Lack of funds keeps IPOs in short supply

KARACHI: The Securities and Exchange Commission of Pakistan (SECP) announced on Friday that a total of 277 companies were registered in the month of August, which raised the total corporate portfolio to 59,761 companies.

The number of registered companies, in November last year stood at 57,183, which goes to show that as many as 2,578 new companies were registered in the last nine months.

The flow of companies for listing at the stock market has, however, almost completely dried up.

Five companies had made Initial Public Offerings (IPOs) in the aggregate sum of Rs3.5 billion at the Karachi Stock Exchange in 2010. And to date this year, only two new companies have ventured into the equity market, Engro Food and Pak Gen.

All of that takes the total number of stock market quoted companies to a measly 637.

“What good is it if only one in 95 registered companies have offered equity to the public and fewer than 50 are actively traded,” complained an investor.

He reminded that even lesser number of listed companies share their fortunes with the general public, by paying regular dividends.

The disenchantment of private companies to go public, considering that Pakistan equities offered exciting return of 23 per cent during the calendar year 2010 (21 per cent in dollar terms), is not altogether surprising, said an analyst.

An expert who knows the working of the equity market like the back of his hand said that the overwhelming reason for private companies to stay out of public offerings was the lack of liquidity in the market.
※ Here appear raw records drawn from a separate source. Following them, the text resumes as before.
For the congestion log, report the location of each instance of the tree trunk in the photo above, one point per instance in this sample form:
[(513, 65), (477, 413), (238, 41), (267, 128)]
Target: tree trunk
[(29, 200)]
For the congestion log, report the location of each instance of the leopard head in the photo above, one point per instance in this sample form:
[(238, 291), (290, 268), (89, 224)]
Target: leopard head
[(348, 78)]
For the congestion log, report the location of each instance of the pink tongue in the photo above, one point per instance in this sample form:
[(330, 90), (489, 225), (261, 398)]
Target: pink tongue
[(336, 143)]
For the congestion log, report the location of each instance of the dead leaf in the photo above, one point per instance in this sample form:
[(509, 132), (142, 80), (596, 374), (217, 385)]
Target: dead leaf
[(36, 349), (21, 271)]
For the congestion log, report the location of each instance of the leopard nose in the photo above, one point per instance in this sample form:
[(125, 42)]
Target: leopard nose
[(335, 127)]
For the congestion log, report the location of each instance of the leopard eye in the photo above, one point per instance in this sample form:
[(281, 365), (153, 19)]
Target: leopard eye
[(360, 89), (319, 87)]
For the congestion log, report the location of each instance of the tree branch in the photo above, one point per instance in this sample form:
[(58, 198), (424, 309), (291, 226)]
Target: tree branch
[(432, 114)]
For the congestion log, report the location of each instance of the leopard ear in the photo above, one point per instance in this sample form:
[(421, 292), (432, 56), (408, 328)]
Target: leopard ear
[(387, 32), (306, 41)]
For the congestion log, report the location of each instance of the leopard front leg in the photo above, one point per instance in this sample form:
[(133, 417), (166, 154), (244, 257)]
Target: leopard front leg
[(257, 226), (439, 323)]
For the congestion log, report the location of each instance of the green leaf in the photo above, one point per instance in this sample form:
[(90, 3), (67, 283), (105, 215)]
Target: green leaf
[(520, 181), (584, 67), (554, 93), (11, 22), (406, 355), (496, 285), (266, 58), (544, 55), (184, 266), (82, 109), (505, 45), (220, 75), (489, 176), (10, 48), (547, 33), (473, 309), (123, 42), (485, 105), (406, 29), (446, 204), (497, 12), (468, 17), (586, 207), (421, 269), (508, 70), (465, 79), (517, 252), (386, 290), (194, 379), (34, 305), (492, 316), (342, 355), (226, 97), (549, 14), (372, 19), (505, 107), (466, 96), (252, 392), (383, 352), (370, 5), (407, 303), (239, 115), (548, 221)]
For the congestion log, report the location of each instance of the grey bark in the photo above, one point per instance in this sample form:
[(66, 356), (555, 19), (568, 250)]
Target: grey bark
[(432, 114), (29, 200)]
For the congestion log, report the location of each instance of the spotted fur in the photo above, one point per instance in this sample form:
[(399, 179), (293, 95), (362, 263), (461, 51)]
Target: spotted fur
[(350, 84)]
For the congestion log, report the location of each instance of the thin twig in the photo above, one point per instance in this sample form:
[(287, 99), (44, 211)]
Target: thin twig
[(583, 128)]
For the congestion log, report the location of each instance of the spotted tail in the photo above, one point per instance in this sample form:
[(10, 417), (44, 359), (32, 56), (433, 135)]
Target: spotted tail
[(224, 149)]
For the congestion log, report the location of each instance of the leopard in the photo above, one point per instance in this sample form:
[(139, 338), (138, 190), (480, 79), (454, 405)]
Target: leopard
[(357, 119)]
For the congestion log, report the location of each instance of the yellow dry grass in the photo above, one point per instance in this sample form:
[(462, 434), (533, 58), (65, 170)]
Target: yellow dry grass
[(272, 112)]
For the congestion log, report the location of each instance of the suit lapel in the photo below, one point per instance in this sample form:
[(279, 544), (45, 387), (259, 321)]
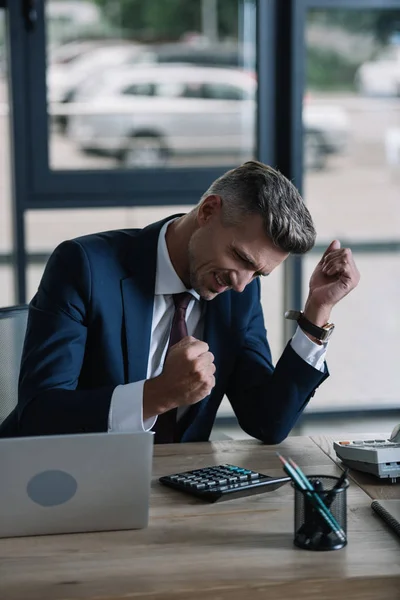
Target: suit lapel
[(138, 299), (217, 318)]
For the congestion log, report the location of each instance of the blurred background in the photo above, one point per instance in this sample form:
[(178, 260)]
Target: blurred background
[(116, 113)]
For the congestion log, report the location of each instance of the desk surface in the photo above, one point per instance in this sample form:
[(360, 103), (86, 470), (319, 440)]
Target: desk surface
[(374, 487), (237, 549)]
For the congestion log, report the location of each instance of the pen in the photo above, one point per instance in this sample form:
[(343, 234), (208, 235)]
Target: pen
[(315, 500), (317, 497), (331, 494)]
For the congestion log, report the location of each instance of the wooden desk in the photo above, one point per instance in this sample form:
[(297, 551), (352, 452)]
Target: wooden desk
[(237, 550), (374, 487)]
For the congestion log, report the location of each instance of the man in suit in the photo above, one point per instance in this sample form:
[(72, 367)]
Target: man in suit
[(97, 355)]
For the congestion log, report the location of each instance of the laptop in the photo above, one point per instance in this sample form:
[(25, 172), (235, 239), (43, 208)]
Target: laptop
[(75, 483)]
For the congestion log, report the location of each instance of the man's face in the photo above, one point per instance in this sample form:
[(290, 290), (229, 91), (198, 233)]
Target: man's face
[(223, 258)]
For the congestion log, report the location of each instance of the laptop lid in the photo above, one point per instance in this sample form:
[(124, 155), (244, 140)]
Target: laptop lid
[(75, 483)]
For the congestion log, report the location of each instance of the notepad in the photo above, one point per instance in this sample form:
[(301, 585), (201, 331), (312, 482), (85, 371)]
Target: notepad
[(389, 511)]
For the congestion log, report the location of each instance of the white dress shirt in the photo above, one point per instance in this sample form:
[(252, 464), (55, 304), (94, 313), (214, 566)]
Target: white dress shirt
[(126, 409)]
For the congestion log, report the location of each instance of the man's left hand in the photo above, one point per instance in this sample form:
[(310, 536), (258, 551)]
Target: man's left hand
[(333, 278)]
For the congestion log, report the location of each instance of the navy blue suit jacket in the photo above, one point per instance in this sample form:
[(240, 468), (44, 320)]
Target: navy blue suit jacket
[(89, 330)]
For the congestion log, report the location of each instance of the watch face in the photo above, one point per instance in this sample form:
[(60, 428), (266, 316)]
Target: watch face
[(327, 333)]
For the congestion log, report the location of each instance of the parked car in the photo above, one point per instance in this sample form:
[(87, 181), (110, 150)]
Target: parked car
[(144, 116), (380, 77)]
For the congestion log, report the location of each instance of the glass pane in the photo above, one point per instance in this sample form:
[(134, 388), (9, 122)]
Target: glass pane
[(352, 187), (6, 273), (363, 354), (45, 229), (136, 84)]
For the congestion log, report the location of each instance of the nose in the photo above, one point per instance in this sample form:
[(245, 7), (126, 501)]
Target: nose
[(241, 280)]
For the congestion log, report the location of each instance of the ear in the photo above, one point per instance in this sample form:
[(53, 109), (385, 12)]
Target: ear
[(209, 209)]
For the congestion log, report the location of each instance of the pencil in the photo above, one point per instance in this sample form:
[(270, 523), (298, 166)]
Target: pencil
[(317, 497), (314, 499)]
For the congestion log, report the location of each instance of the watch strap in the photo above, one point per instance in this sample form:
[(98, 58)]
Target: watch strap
[(320, 333)]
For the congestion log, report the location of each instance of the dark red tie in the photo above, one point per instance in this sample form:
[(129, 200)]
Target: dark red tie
[(166, 423)]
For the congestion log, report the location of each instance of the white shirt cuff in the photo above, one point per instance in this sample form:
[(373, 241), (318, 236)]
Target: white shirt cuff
[(126, 409), (314, 354)]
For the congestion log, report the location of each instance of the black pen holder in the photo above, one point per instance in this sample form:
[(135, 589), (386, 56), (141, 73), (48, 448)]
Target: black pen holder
[(312, 532)]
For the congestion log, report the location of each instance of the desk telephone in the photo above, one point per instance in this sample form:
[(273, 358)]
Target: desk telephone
[(380, 457)]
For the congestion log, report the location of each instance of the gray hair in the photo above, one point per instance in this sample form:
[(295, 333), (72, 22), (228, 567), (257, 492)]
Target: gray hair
[(255, 188)]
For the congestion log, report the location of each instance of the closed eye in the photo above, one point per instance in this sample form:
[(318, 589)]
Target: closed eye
[(249, 264)]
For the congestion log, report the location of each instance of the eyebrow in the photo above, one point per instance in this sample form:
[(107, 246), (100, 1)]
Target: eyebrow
[(247, 258)]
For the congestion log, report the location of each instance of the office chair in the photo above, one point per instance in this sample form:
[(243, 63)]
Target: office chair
[(13, 320)]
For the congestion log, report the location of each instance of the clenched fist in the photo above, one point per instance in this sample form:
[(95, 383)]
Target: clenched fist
[(187, 378)]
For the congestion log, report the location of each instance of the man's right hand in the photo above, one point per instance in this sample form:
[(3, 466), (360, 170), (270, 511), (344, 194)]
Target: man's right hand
[(187, 378)]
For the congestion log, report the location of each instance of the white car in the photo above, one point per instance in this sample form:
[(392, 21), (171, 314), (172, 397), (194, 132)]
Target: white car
[(380, 77), (145, 115)]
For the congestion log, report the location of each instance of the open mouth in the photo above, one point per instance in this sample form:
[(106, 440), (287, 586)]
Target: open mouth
[(221, 285)]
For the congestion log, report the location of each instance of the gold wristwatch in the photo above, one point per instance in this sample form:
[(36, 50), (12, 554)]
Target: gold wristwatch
[(320, 333)]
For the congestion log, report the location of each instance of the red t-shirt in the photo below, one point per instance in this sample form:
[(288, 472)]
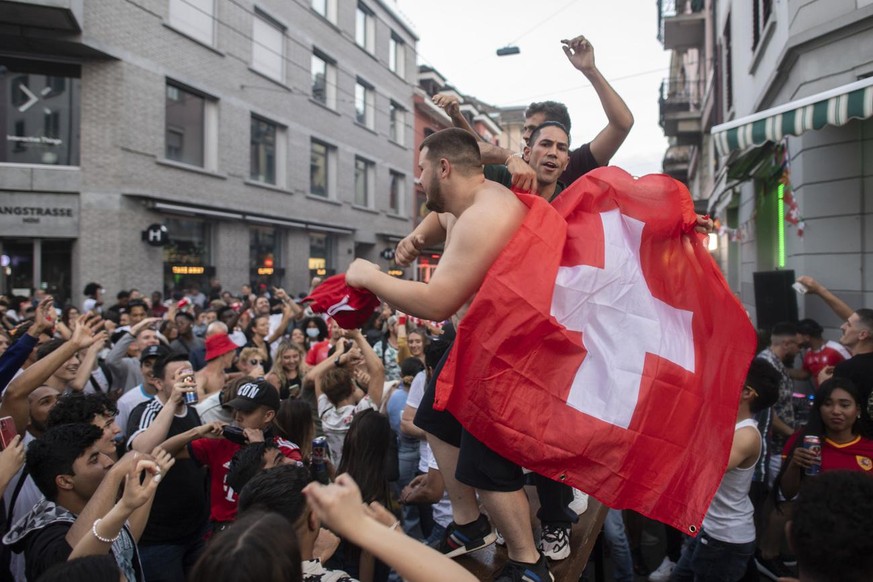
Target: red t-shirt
[(317, 353), (830, 354), (216, 455), (855, 455)]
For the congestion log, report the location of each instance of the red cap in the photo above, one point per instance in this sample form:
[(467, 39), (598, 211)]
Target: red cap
[(350, 307), (218, 345)]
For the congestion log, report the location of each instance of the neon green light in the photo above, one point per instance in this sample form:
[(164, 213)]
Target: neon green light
[(780, 213)]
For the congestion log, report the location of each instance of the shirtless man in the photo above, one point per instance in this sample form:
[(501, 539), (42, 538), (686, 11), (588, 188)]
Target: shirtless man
[(451, 174), (220, 352)]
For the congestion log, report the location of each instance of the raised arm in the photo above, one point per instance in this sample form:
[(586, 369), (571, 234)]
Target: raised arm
[(619, 118), (374, 367), (840, 307), (14, 402)]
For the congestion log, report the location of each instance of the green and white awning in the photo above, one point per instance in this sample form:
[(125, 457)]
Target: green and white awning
[(835, 107)]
The perennial problem of low volumes, which on average currently range between 40 to 50 million shares a day, compared to 200 million shares a couple of years ago, was the major reason for investors lack of interest in equity market.

“Investors prefer to place money in T-Bills that offers 13 per cent risk-free return,” says an analyst.

He observed that individual investors in T-Bills were further encouraged by tax benefits offered vide the budget 2011-12.

Conversely, the imposition of capital gains tax (CGT), not for its monetary burden, but the complexities of collection, had further dampened investor sentiments in equity. Another analyst argued that though companies could mobilise resources through the stock exchange, the cost of equity was, in the end higher, since listed companies were expected to remunerate shareholders with dividends.

Other issues that put off private companies from floating Initial Public Offerings (IPOs) included the need to comply with stringent Code of Corporate Governance; the annoyance of dealing with small shareholders’ rowdysm at Annual General Meetings and the peace of mind that sponsors felt in keeping entire equity within the family fold. Most private companies are also loathe to share sensitive company information with the public. The few new listings in various stages at the KSE are mainly the Term Finance Certificates (TFCs).

An analyst explained that it was mandatory for TFCs to seek listing and the whole process was mostly paper work.

Incidentally, entities in one of the most affluent sector: cellular companies have also opted to stay out of the public offer of equity. The largest offering of Wateen during 2010 was the first telecom listing after a gap of four years.

The company offered an amount of Rs1.1bn (Rs2bn with green shoe option) for subscription, which was oversubscribed by almost 1.8 times.

The company, however, could not make a mark on the market as its 10-rupee share currently trades at discount of 85 per cent.